Thursday, March 1, 2012

ZAM Book Review: The Spectre Bride


I may be pushing it to call this a book review since The Spectre Bride takes about 10 minutes to read.  I downloaded to my Kindle, although you can find it all over the net for free.  Also, check your ghost story anthologies: I bet it's in there.  Turns out I had two copies in my house!  Luckily, the $1.99 download is not going to bankrupt me!  I was turned on to The Spectre Bride by Noel Carroll in his book The Philosophy of Horror.  I can't get through The Philosophy of Horror because I keep stopping it to read his suggestions.  It was a lovely passage Carroll quoted about worms and corpses and brides that made me want to read The Spectre Bride.
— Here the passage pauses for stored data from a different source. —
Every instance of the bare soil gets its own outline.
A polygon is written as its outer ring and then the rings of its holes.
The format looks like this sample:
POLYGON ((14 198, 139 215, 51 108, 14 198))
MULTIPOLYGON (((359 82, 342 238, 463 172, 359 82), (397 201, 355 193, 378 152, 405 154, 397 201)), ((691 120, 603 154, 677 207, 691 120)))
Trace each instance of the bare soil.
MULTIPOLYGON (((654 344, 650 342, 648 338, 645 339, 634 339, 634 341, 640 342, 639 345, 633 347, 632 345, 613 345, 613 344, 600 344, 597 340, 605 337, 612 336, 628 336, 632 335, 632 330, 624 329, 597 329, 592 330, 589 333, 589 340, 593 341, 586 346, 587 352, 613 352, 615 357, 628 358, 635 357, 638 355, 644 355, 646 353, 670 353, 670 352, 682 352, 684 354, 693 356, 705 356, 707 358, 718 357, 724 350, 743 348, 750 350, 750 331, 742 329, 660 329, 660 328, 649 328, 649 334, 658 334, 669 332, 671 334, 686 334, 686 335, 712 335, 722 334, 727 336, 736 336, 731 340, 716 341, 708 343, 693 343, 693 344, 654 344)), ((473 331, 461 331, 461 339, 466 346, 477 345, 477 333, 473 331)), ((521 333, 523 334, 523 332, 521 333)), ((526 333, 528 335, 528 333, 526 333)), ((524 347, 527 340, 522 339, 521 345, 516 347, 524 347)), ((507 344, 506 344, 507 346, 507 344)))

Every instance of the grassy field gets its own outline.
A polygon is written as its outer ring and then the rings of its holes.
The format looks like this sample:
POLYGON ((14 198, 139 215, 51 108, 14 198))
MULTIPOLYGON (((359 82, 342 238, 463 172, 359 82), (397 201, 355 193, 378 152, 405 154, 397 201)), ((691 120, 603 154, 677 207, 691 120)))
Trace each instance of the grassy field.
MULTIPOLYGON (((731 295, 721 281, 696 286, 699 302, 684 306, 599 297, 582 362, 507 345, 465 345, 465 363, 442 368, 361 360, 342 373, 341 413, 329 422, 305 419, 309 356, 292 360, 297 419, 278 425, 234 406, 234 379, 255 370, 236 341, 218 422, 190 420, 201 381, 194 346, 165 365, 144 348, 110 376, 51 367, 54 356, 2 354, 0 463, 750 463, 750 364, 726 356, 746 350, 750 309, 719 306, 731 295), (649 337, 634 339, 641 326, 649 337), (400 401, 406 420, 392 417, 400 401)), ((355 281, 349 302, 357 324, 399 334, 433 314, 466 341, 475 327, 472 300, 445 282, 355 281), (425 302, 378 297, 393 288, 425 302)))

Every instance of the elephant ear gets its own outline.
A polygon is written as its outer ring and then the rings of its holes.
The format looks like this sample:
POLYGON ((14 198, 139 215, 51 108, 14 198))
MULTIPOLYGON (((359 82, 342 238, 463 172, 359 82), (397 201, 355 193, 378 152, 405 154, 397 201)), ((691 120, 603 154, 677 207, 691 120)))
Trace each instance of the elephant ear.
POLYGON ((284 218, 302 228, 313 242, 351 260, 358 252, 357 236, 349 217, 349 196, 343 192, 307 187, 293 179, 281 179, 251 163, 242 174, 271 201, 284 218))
 Poor girl, I am leading thee indeed to our nuptials; but the priest will be death, thy parents the mouldering skeletons that rot in heaps around; and the witnesses to our union, the lazy worms that revel on the carious bones of the dead. Come, my young bride, the priest is impatient for his victim.' As they proceeded, a dim blue light moved swiftly before them, and displayed at the extremity of the churchyard the portals of a vault. It was open, and they entered it in silence. The hollow wind came rushing through the gloomy abode of the dead; and on every side were piled the mouldering remnants of coffins, which dropped piece by piece upon the damp mud. Every step they took was on a dead body; and the bleached bones rattled horribly beneath their feet. In the centre of the vault rose a heap of unburied skeletons, whereon was seated, a figure too awful even for the darkest imagination to conceive. As they approached it, the hollow vault rung with a hellish peal of laughter; and every mouldering corpse seemed endued with unholy life. The stranger paused, and as he grasped his victim in his hand, one sigh burst from his heart - one tear glistened in his eye. It was but for an instant; the figure frowned awfully at his vacillation, and waved his gaunt hand.





William Harrison Ainsworth (1805-1882) was a writer (and friend of Dickens) who dabbled in the Gothic.  The Spectre Bride was written when he was 19 (there is a question of authorship, but most seem to agree that Ainsworth is responsible.)  It is a classic Gothic ghost story that features "The Wandering Jew", grisly catacombs, rotting corpses, the Devil, and a ruined girl.  If it sounds a bit like The Monk by Matthew Lewis you are right on the money.  The Monk is my favorite Gothic novel.  It is a cornucopia of Gothic-y goodness. 

You can read The Spectre Bride and other great short horror stories at my new favorite website:


 The Road to Great Cthulhu has the complete text of H.P. Lovecraft's Supernatural Horror in Literature.  Not only that, but it also has links and complete texts to every author and story referenced by Lovecraft.  This is why I haven't been watching any films lately!